THERMOS 5: Carrie Olivia Adams

Four years ago, I wrote a review of Carrie Olivia Adams’ first full-length collection of poetry, Intervening Absence (Ahsahta, 2009) for Denver Quarterly. “Through prodding lines that make moments of ‘nothing’ pulse,” I concluded, “Adams proves that an ‘intervening absence’ is not an oxymoronic convolution but a unique phenomenon of presence.” Convolution?!? Oh, Savich. I should’ve said I read the book on a porch swing and immediately invited her to send poems for the 5th print issue of THERMOS. Since then, Carrie has hosted me at a poetry reading in her home (biscuits) and become my editor at Black Ocean; it’s rare to have an editor whose poetry you admire so much. She’s also published a terrific new collection, Forty-One Jane Does, with Ahsahta. “Dear Astronomer, / What do you do during the daylight?” one poems begins. “She had tried to leave her body behind. / But it would not stay,” says another, lines I think of on many walks. You can read more about her new book and order it directly from Ahsahta’s site. — ZS




from Operating Theater



[One]

When? When will I remember? Not how. But when.


At first, I will remember every day. Maybe several times a day. Tomorrow, I will say it happened yesterday. I will remember yesterday. And then the day after tomorrow and after and after. For many days, I will remember.
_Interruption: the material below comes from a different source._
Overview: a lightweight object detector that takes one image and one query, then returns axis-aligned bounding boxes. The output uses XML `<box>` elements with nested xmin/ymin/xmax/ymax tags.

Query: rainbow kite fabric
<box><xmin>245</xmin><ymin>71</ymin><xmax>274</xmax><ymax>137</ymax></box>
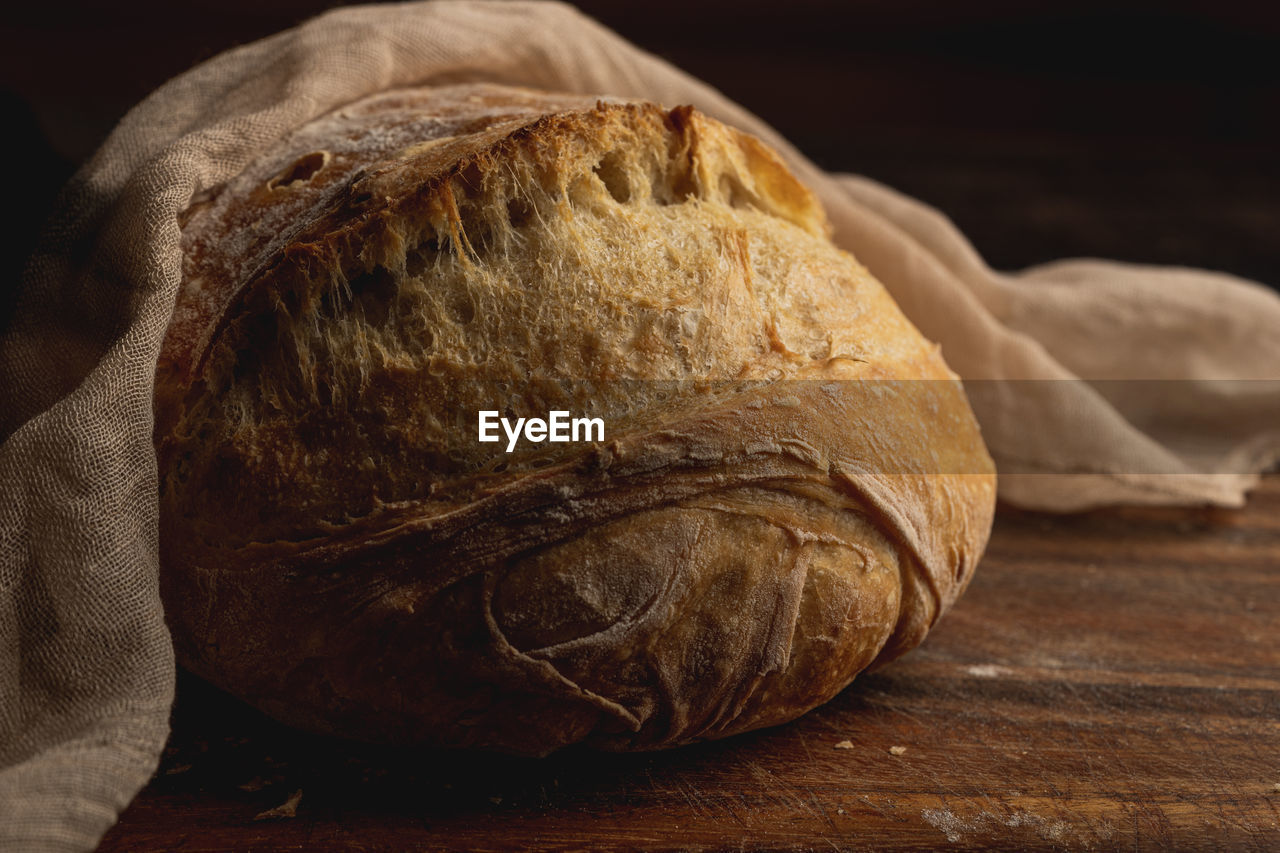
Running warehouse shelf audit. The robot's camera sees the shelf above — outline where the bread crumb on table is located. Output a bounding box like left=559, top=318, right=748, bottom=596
left=253, top=788, right=302, bottom=821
And then there will come a time when I won’t recall immediately how long it has been. I will count in my mind and on my fingers and only then will I know. Eventually, I will forget. I will forget for a very long time. It will lie dormant. And then one day the bus will be late, I’ll catch someone’s eye, I’ll hear someone catch their breath. And I won’t know whether it really happened—that moment—or whether I had been waiting for an excuse to make it happen. But then it won’t matter. I will remember this.


I want to know how long I have to wait until I remember again.



[Other]


I spend a lot of time thinking about the ocean. It began with gathering.


I gather you might want to shut the door. I gather this day is a marker.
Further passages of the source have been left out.